Golden sparks bloomed and vanished like star tails over her wavering eyes.
She fumbled her way to the window and opened it.
The sudden rush of cold air made the lantern flame waver, and Airi’s short-cut hair scattered wildly.
Ignoring the cold that carved at her cheeks, Airi leaned against the window frame and watched the fireworks bursting across the night sky.
The gunpowder, said to have been brought from the far eastern lands across the sea—on the day she first saw it dye the sky, she had truly thought the stars themselves were falling.
The golden light, resembling the imperial crest, was more brilliant and hotter than the starry sky reflected on the sea.
Staring at it made even her vision feel scorched, a light and warmth that could never bloom in the sea where Airi was born and raised.
Igniting light was the privilege of humans who lived outside the water.
As the fireworks signaling the end of the banquet faded from the sky, Airi retrieved the lantern she had set on the desk.
She picked up the hunting rifle leaning against the wall and lit the fuse connected to the firing mechanism.
Hiss.
The smell of burning rope filled the room.
Airi drew that air deep into the very depths of her lungs.
She liked this smell of burning gunpowder, which shook the surroundings every time fireworks bloomed in the sky.
Cradling the matchlock gun, nearly half her body’s length, upside down, Airi watched the fuse slowly blacken and burn.
She liked watching the moment something caught fire.
A warmth she could never feel in her underwater homeland.
She loved the heat of flames more dazzling than sunlight beneath the sky, hotter than a sunlit sea.
Like the quiet fire that burned in her husband’s eyes every time they lay together and brushed lips…
Ah, if only there were a flame that would never go out.
If only there were something eternal on this land, like the ever-undying sea.
The memories of loving as flames burned were torn apart by cruel reality, growing faint.
The warmth of his once-gentle gaze, the careful touch as light as brushing downy feathers.
The more she tried to hold on, the more they faded, like scenery slipping past a carriage window.
She could no longer clearly recall what it had felt like to be loved by him.
All that remained in her mind was his ice-cold gaze.
Blue eyes like the depths of the deep sea.
Resembling the sea she had loved most in this world…
— Never even dream of getting along with humans, Airi.

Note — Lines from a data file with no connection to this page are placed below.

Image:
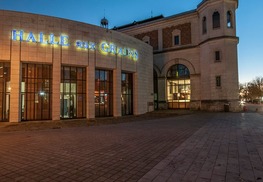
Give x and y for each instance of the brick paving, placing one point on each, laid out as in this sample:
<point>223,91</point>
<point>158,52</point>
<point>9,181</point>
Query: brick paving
<point>195,147</point>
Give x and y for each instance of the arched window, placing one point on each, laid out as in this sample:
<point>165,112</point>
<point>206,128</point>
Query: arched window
<point>176,37</point>
<point>229,19</point>
<point>178,87</point>
<point>204,25</point>
<point>216,20</point>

Why was it that now, of all times, her father’s words resurfaced, his face frightening as he issued that warning.
— They are nothing but monsters who commit massacres.
Just as humans were monsters to Sirens, the reverse was the same.

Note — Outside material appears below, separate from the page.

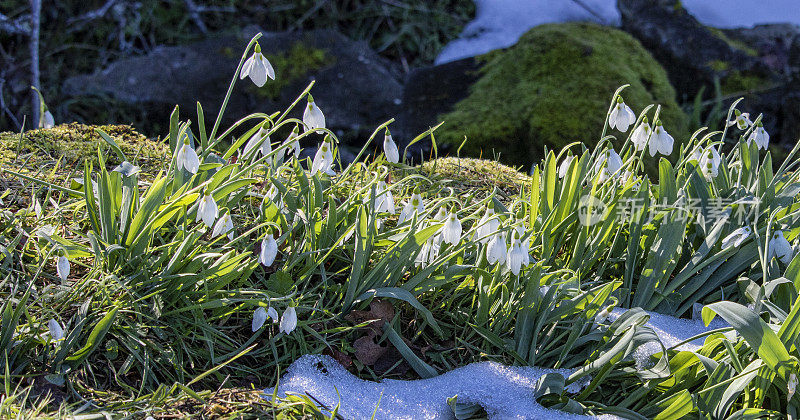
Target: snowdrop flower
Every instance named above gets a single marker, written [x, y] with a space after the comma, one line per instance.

If only she had taken her father’s words to heart, that this was not something to be resolved by her resolve alone…
Then perhaps you and I might have met a different ending.

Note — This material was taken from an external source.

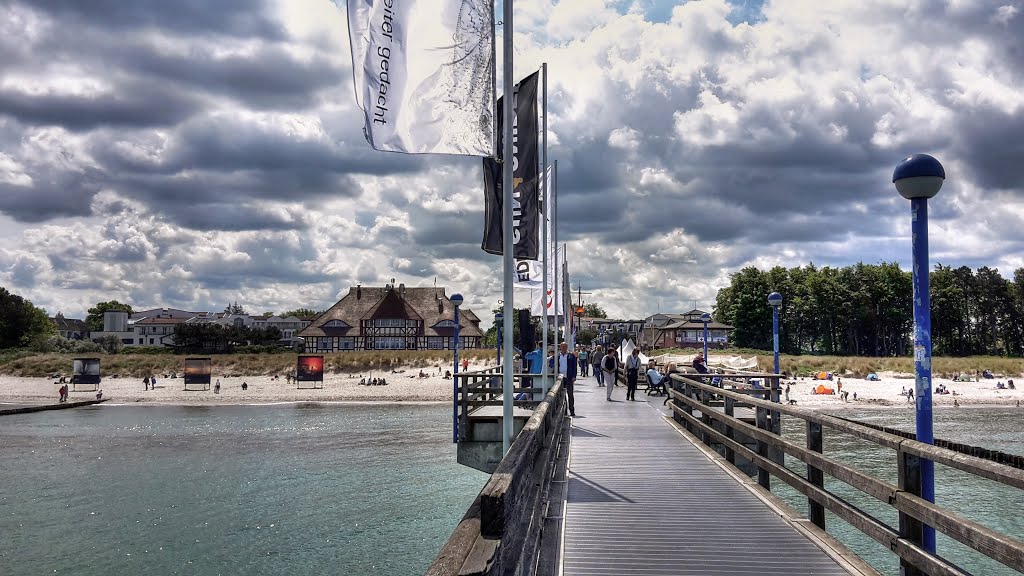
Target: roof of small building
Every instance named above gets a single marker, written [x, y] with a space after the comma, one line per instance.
[694, 326]
[361, 302]
[70, 324]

No, even so, it would likely have been the same.
A powerless smile flickered across Airi’s lips and vanished.
At the burning tip of the fuse, memories of some distant day seemed to bloom.
She could never forget the day they first met.
On a day when she was still painfully young, my prince was suddenly swept in by the waves.
The boy’s white hair, soaked in sunlight, shone more brilliantly and dazzlingly than rippling wavelets.
After laying the boy down on the shore, Airi stood there for a long time, entranced, gazing at the white eyelashes of the boy lying so beautifully still.